The transaction history of IoMT data can be verified by checking the history of data coming from the Ledger where it is stored securely and immutably in the Blockchain. Moreover, the data received by the blockchain from the IoMT sensor is encrypted (using the AES256 algorithm) and then packaged onto the chaincode. The chaincode is invoked and data is processed through the ledger. Each input data from the sensor is packed into blocks of immutable datasets. This packaging of data into blocks is performed when the HTTPS request initiates the chaincode lifecycle and invokes the chaincode in the blockchain to commit key-value pairs to the ledger.

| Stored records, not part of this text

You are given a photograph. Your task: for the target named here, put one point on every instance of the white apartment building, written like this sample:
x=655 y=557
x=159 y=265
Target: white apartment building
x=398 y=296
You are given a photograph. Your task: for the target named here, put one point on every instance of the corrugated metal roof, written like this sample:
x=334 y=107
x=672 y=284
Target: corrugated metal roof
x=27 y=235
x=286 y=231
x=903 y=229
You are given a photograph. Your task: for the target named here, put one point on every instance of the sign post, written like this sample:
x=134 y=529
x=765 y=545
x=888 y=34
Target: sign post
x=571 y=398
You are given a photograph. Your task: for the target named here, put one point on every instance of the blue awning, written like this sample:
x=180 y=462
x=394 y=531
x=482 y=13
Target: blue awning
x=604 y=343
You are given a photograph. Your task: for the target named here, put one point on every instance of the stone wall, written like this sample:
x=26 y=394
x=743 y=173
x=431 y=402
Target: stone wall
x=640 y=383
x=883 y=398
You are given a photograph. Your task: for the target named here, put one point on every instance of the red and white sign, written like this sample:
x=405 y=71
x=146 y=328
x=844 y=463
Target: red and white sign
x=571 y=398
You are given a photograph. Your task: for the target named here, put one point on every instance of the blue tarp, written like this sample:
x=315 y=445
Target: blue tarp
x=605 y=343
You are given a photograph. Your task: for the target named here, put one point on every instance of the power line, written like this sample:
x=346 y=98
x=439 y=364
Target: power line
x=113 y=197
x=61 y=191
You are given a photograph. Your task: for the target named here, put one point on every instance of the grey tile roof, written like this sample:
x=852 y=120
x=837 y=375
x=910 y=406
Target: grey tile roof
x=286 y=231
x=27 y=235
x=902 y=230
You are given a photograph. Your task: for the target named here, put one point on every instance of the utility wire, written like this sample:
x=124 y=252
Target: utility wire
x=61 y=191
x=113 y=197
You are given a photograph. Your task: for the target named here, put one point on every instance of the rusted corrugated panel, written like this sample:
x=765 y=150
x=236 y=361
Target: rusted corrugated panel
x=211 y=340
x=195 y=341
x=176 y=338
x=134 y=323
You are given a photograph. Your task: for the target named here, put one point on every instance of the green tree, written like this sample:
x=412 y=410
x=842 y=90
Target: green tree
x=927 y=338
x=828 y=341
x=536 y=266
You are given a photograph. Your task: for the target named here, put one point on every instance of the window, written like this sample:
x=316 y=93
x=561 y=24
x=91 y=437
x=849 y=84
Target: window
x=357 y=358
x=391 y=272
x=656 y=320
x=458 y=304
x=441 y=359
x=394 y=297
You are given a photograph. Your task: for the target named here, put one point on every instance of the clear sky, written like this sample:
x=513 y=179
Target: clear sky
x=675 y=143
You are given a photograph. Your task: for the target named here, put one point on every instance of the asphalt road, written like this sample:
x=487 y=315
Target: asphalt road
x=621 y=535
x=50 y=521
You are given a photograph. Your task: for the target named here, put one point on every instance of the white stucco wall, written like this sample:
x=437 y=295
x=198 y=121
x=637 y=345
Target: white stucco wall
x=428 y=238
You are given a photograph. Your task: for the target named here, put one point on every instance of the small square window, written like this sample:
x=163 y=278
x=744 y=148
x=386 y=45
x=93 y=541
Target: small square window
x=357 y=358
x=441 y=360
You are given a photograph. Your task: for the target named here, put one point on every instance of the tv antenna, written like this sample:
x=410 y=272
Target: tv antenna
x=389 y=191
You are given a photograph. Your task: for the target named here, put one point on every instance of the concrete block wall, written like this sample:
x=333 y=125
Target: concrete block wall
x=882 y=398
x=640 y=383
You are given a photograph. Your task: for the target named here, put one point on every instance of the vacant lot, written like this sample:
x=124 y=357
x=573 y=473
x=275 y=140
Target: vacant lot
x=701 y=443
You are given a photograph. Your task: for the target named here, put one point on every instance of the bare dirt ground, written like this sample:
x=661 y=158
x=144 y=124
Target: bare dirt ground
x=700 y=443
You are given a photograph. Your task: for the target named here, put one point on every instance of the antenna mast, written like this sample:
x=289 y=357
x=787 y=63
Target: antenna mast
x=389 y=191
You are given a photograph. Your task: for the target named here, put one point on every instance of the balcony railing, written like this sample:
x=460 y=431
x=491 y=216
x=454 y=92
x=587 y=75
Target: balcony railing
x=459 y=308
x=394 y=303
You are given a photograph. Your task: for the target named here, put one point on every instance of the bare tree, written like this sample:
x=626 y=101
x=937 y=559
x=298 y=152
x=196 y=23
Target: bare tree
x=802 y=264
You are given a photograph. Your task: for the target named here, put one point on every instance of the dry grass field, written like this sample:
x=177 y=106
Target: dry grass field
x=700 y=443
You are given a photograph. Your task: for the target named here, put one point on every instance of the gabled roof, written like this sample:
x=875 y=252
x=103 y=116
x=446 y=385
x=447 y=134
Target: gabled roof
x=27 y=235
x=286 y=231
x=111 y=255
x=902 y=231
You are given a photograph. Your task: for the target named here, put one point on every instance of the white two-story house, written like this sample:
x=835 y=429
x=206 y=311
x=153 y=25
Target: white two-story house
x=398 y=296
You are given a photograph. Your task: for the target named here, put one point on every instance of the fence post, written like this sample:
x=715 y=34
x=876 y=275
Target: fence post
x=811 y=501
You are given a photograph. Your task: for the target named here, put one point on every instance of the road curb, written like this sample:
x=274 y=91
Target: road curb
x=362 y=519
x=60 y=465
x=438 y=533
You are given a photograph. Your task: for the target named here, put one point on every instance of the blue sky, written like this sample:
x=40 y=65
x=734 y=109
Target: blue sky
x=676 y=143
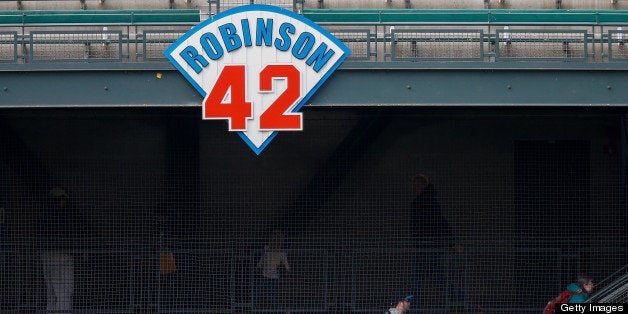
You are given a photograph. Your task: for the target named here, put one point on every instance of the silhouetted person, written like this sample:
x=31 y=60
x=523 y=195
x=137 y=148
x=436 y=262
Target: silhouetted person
x=433 y=237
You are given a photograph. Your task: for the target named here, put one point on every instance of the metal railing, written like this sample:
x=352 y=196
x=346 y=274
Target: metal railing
x=385 y=35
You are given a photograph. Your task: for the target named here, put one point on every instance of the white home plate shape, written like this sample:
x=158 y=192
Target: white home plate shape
x=256 y=66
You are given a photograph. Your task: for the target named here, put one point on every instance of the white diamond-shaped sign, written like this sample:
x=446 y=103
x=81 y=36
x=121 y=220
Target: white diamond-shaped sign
x=256 y=66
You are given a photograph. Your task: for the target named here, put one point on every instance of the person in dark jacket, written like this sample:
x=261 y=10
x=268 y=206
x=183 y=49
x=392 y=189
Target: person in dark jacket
x=60 y=230
x=433 y=237
x=581 y=289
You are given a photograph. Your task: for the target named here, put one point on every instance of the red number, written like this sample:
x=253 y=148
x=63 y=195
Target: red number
x=276 y=116
x=232 y=82
x=237 y=110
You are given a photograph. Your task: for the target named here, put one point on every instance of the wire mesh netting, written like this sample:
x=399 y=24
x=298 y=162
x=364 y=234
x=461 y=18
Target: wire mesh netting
x=154 y=210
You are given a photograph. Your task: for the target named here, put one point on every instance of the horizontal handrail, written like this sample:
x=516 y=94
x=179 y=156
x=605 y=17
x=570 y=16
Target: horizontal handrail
x=99 y=17
x=509 y=17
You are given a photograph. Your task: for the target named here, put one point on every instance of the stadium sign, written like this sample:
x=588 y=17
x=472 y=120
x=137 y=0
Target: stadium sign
x=256 y=66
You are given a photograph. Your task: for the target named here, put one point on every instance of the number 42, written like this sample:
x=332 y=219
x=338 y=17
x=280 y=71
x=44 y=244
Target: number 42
x=232 y=81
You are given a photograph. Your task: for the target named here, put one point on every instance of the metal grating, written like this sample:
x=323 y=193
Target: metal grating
x=617 y=49
x=444 y=45
x=546 y=45
x=360 y=41
x=292 y=5
x=8 y=46
x=154 y=42
x=47 y=46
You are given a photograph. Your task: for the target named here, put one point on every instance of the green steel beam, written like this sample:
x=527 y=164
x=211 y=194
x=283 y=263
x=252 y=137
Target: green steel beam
x=99 y=16
x=570 y=17
x=354 y=84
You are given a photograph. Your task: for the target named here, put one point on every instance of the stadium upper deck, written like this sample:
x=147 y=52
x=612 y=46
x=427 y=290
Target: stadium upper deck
x=314 y=4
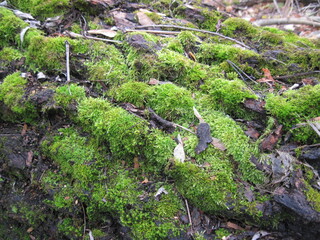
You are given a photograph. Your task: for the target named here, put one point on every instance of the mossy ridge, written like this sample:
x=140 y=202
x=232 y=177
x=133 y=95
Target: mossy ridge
x=108 y=193
x=10 y=27
x=12 y=93
x=296 y=106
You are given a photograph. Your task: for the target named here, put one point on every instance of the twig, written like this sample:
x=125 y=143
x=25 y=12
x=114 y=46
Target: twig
x=153 y=31
x=296 y=75
x=76 y=35
x=196 y=30
x=68 y=60
x=284 y=21
x=188 y=211
x=240 y=72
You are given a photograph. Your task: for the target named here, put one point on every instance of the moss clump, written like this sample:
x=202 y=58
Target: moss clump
x=237 y=144
x=43 y=9
x=10 y=27
x=107 y=64
x=295 y=106
x=12 y=92
x=47 y=53
x=238 y=27
x=132 y=92
x=123 y=131
x=69 y=94
x=227 y=95
x=171 y=102
x=211 y=54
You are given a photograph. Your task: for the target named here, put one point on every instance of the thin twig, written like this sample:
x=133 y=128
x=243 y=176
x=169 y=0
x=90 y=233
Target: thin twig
x=188 y=211
x=76 y=35
x=284 y=21
x=68 y=60
x=153 y=31
x=296 y=75
x=196 y=30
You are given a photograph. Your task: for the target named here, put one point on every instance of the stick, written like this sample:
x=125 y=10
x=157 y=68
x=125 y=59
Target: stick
x=284 y=21
x=68 y=60
x=188 y=211
x=196 y=30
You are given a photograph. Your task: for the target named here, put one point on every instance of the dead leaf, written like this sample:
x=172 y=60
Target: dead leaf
x=24 y=129
x=104 y=32
x=144 y=20
x=136 y=164
x=153 y=81
x=234 y=226
x=251 y=132
x=178 y=152
x=29 y=159
x=271 y=140
x=218 y=144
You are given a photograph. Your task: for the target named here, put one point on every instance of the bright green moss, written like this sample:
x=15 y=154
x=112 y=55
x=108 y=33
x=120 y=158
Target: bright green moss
x=40 y=8
x=10 y=27
x=12 y=92
x=238 y=27
x=237 y=144
x=123 y=131
x=295 y=106
x=171 y=102
x=227 y=95
x=49 y=54
x=132 y=92
x=210 y=53
x=69 y=94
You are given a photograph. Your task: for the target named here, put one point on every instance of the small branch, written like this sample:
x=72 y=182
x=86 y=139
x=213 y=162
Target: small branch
x=188 y=210
x=284 y=21
x=196 y=30
x=297 y=75
x=68 y=60
x=76 y=35
x=153 y=31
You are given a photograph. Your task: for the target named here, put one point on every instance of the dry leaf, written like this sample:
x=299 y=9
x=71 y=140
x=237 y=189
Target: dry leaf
x=144 y=20
x=218 y=144
x=136 y=164
x=234 y=226
x=178 y=152
x=104 y=32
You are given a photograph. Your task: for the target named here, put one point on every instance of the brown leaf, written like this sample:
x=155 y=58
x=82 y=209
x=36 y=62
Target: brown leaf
x=104 y=32
x=234 y=226
x=144 y=20
x=29 y=159
x=24 y=129
x=218 y=144
x=251 y=132
x=271 y=140
x=255 y=105
x=136 y=163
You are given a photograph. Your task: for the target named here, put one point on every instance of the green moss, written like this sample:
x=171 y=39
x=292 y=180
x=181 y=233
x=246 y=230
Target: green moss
x=123 y=131
x=227 y=95
x=43 y=9
x=238 y=27
x=132 y=92
x=10 y=27
x=171 y=102
x=47 y=53
x=295 y=106
x=210 y=54
x=12 y=92
x=69 y=94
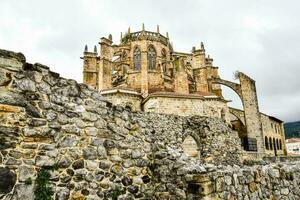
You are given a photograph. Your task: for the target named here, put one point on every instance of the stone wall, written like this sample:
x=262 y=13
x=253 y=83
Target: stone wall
x=100 y=151
x=186 y=106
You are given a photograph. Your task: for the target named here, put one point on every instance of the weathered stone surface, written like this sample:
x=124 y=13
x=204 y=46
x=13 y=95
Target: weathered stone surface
x=62 y=194
x=78 y=164
x=23 y=191
x=89 y=153
x=7 y=180
x=26 y=172
x=101 y=150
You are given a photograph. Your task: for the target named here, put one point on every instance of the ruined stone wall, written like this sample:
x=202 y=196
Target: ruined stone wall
x=272 y=131
x=125 y=100
x=184 y=106
x=100 y=151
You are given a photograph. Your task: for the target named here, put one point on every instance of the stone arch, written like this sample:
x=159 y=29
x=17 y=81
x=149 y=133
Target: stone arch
x=246 y=90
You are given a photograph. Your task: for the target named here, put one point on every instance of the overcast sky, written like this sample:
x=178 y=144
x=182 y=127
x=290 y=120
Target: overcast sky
x=259 y=38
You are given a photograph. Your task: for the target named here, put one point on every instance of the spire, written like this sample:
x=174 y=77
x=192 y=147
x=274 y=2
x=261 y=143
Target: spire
x=202 y=46
x=110 y=37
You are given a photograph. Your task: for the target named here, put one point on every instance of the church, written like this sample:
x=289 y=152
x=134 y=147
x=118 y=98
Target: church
x=144 y=73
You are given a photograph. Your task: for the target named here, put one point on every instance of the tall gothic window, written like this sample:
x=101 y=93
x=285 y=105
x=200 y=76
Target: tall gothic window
x=266 y=143
x=164 y=64
x=151 y=58
x=137 y=59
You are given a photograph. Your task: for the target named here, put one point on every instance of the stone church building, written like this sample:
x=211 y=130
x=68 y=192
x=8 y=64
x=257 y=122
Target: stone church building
x=144 y=73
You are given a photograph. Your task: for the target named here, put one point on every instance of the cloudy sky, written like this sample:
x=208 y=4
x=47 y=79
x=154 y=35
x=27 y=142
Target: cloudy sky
x=259 y=38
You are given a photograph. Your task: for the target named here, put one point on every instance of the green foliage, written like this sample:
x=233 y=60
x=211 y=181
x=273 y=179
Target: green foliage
x=2 y=140
x=43 y=191
x=28 y=181
x=115 y=194
x=292 y=129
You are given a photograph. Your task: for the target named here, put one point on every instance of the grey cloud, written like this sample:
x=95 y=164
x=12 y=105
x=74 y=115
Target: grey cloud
x=259 y=38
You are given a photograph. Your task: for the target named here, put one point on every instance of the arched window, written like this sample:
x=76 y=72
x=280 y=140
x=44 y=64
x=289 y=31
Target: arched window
x=137 y=59
x=274 y=144
x=190 y=147
x=280 y=145
x=164 y=58
x=266 y=143
x=151 y=58
x=270 y=144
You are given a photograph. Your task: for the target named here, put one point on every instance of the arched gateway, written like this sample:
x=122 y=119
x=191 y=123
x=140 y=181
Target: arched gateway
x=246 y=90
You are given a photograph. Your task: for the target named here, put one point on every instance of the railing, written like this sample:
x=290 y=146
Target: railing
x=150 y=35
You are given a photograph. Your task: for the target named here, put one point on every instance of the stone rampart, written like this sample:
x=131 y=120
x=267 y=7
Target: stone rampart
x=94 y=150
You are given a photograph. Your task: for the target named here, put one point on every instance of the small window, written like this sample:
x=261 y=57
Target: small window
x=266 y=143
x=137 y=59
x=190 y=147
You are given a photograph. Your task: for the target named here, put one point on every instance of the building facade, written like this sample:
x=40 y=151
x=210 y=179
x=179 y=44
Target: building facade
x=144 y=73
x=293 y=146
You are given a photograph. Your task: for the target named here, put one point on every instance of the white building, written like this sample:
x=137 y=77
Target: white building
x=293 y=146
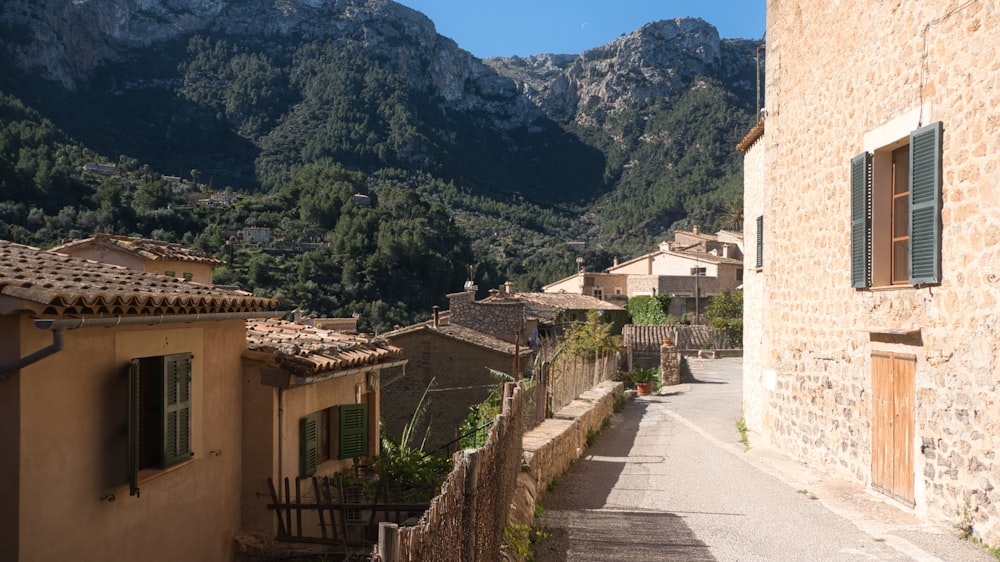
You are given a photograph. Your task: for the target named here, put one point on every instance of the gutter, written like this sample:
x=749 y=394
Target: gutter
x=58 y=326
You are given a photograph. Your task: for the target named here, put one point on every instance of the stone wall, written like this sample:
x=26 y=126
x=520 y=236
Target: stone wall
x=461 y=375
x=810 y=335
x=556 y=443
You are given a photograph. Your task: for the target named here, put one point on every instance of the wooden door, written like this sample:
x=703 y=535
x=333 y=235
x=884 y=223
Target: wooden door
x=893 y=424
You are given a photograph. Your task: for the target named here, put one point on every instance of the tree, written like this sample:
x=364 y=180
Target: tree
x=648 y=310
x=725 y=314
x=591 y=338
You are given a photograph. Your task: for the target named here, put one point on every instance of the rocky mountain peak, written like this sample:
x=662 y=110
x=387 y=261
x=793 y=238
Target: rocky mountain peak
x=657 y=60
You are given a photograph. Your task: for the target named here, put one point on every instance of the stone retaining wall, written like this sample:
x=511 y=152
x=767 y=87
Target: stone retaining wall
x=552 y=447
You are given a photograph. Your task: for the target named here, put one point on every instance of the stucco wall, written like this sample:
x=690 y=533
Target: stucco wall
x=935 y=61
x=265 y=440
x=74 y=408
x=757 y=387
x=10 y=442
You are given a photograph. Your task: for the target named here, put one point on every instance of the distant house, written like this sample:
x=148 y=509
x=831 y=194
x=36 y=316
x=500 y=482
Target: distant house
x=459 y=360
x=256 y=235
x=120 y=426
x=549 y=314
x=611 y=287
x=311 y=405
x=152 y=256
x=102 y=169
x=692 y=268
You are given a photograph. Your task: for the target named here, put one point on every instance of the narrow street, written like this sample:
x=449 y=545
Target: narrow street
x=670 y=480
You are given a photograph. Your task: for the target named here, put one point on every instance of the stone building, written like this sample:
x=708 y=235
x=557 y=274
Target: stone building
x=873 y=276
x=458 y=359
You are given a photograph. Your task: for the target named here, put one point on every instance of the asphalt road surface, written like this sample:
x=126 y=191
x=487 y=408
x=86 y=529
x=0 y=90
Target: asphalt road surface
x=669 y=479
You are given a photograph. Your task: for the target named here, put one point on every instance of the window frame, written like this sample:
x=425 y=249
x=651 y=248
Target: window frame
x=872 y=223
x=347 y=436
x=160 y=408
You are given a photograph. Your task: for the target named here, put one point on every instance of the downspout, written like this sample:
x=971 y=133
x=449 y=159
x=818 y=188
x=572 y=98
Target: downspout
x=281 y=440
x=57 y=343
x=58 y=326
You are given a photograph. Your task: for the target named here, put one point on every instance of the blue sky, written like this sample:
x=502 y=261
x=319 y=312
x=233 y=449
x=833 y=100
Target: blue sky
x=491 y=28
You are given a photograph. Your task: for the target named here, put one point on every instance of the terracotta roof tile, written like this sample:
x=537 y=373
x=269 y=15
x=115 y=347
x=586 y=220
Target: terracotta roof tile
x=307 y=351
x=51 y=283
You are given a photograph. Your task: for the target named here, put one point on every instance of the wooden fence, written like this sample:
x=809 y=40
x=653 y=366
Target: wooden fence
x=327 y=510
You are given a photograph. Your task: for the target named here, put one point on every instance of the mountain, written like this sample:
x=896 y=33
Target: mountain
x=613 y=146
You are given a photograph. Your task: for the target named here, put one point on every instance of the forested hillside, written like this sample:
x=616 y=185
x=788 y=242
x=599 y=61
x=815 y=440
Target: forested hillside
x=297 y=124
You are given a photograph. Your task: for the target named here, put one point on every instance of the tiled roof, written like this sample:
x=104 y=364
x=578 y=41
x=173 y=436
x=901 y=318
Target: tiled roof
x=755 y=133
x=705 y=257
x=460 y=333
x=51 y=283
x=307 y=351
x=147 y=249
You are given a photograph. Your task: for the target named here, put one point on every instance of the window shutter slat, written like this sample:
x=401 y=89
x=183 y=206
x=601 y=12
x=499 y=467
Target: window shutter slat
x=176 y=409
x=133 y=428
x=760 y=241
x=925 y=205
x=353 y=431
x=307 y=447
x=861 y=221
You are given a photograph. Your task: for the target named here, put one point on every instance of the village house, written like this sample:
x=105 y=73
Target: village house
x=120 y=403
x=152 y=256
x=311 y=406
x=459 y=359
x=692 y=268
x=871 y=327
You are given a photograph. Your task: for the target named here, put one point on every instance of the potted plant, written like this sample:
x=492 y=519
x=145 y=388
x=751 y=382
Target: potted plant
x=643 y=379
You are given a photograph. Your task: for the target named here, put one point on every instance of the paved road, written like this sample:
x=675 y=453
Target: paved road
x=669 y=480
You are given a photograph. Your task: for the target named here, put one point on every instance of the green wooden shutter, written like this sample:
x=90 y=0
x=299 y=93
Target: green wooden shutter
x=925 y=205
x=353 y=438
x=861 y=221
x=176 y=409
x=134 y=397
x=760 y=241
x=307 y=445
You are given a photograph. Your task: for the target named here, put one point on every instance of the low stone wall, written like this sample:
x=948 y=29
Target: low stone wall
x=550 y=449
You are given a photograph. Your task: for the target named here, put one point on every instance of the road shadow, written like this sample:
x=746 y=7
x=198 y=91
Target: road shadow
x=618 y=535
x=589 y=482
x=688 y=376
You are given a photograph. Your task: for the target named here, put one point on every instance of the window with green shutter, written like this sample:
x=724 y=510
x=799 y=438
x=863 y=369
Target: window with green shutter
x=896 y=212
x=159 y=414
x=925 y=205
x=760 y=243
x=353 y=438
x=308 y=448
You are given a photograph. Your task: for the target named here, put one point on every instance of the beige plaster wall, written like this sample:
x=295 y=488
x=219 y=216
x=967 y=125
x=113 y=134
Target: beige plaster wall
x=10 y=442
x=74 y=408
x=757 y=386
x=201 y=273
x=881 y=61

4.2 Hyperledger Fabric Chaincode Lifecycle

The HLF chaincode lifecycle is a sequence of actions performed by organizations to agree on the parameters that define a chaincode (such as name, version, endorsement policy, etc.) and deploy the chaincode to a channel for collaborative use. Channel members come to an agreement via the steps below:

  1. 1.

    Package a chaincode: Every organization (e.g., healthcare organizations such as hospitals in our use case) that wants to call chaincode functions obtains the source code of a chaincode and packages it into an appropriate format.

  2. 2.

    Install the chaincode package: The chaincode should be installed on every organization’s peer that is supposed to execute or endorse chaincode transactions.

  3. 3.

    Approve a chaincode definition: Every organization that is going to use the chaincode composes and submits a chaincode definition—a set of configuration parameters considered to be acceptable by an organization.

  4. 4.

    Commit the chaincode definition to a channel: Once a required number of channel participants have approved the same chaincode definition, this definition can be then committed to a channel. The commit transaction is performed once and can be triggered by any organization.

Fig. 6.
figure 6

IoMT sensors network simulated using Node-RED

4.3 Node-RED Interactions with the Ledger

Figure 6 provides views from the IoMT nodes simulated using Node-RED. The real sensors were replaced by simulated sensors in Node-RED for simplicity’s sake. In our testbed, the medical sensors (blood pressure sensor, pulse sensor, oxygen level sensor, and temperature sensor) were connected to an MQTT broker, and the generated data is then published in the “MQTT subscribe (input)" node, as shown previously in Fig. 4.

4.4 Visualization

Following the implementation of previous interactions in HLF with medical data from simulated IoMT sensors using Node-RED, Fig. 7 illustrates the digital representation of the value generated by the IoMT pulse sensor.

Fig. 7.
figure 7

IoMT data fetching and visualization

Fig. 8.
figure 8

Sensors data transaction history table

Moreover, Fig. 8 shows the history of the ledger, which contains transaction Identities (T\(\times \)Id), Sensor number, timestamp data, and the value of the data generated by the sensor and fetched from the Hyperledger Fabric API. For instance, in the last transaction details, we can confirm that it is identical to the sensor data generated in Fig. 7. The history is fetched from the Ledger where the data is stored immutably in the Blockchain.

5 Conclusion

In this paper, a permissioned Blockchain solution based on HLF is used to enhance the security and privacy of the IoMT environment. In this environment, the involved parties are well-known and trusted since X.509 certificates are used to identify each stakeholder. The solution encrypts IoMT data to ensure its privacy and integrity. Moreover, the IoMT data stored in the Blockchain is tamper-proof and cannot be modified. Furthermore, transaction hashes and the history of the ledger are verifiable, ensuring, hence, accountability and traceability of the IoMT data. A proof-of-concept using Node-RED, HLF, and IoMT sensors, has also been developed and showed the successful configuration and the real-time deployment of our solution. In future work, we plan to extend our approach to execute smart contracts among the stakeholders involved in healthcare ecosystems, including insurers, practitioners, nurses, pharmacists, etc. to implement a secure end-to-end distributed application. Furthermore, we plan to conduct extensive experiments to validate and assess the performance of our approach.